A Year Without My Friend
One of my most cherished friends transitioned to heaven 1 year ago. She didn’t have any enemies, bitter emotions, unresolved conflict or grievances. Nor, did she leave behind a life partner or children – although she certainly would have been a loving wife and an incredible, nurturing mother.
She and I became housemates and instant friends in college. She was always laughing at my humour attempts and complimenting me when I participated in public speaking or singing in chapel. She was delighted to be a bridesmaid at my wedding and she flew in for the occasion from another province, where she took a break from her Master’s program. 2 years later, she was so excited for me when I told her I was expecting a baby. I was looking forward to experiencing these special life events with her as well, but they were not to be.
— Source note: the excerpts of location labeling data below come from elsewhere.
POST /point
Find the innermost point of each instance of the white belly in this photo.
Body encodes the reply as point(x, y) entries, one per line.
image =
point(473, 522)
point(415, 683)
She was an advocate for victims of injustice, mistreatment and malpractice. Her career choice was in the fields of student judicial affairs, theology and psychology. The university faculty and students under her care adored her. She gently spoke with wisdom and compassion and only raised her voice in protest, when it was time to make her compelling words loud and clear.
She was born on April 4, 1971 and her voice was silenced on February 5, 2020. She didn’t know there was a pandemic coming and she would have responsibly followed social distancing protocols, despite how she valued the warm company of friends. Her west coast community celebrated her well, at her funeral. Yet, she took her last breath, alone.
She deserved so much better. She deserved a long life – with true love, good health, freedom, comfort, esteem, prosperity and personal fulfillment. Yet, her mind suffered from depression and her body deteriorated from cancer. In our final conversation, she told me she was at peace, despite a biopsy scheduled for the following day.
She was among the most loyal, kindest friends I’ve ever known. When I lost my employment a few weeks before the holidays, she generously offered to send me funds so I could buy Christmas presents for my children. When my heart was broken, she wanted me to open up and share my pain. When I felt despair, she offered to fly me across the country to visit with her (I wish I’d accepted).
She wrote in my graduation yearbook, “Carolyn, I love our friendship.” I can hear her distinctive, soft voice saying that to me now as I share these words, about what a special friendship I had with my Jenny doll (as I often called her). The grief of losing her still remains, but memories of her have not left me. Heaven is where she is now and that indescribable, divine hope has brought great comfort. A soul like hers couldn’t possibly be gone forever. I honour you, my beautiful friend Jennifer Lynn Ingraham. You were an original on this earth and there will never be anyone else like you. If I’ve introduced your soul to anyone in these paragraphs, it has been my pleasure. The world can only be a better place as a result.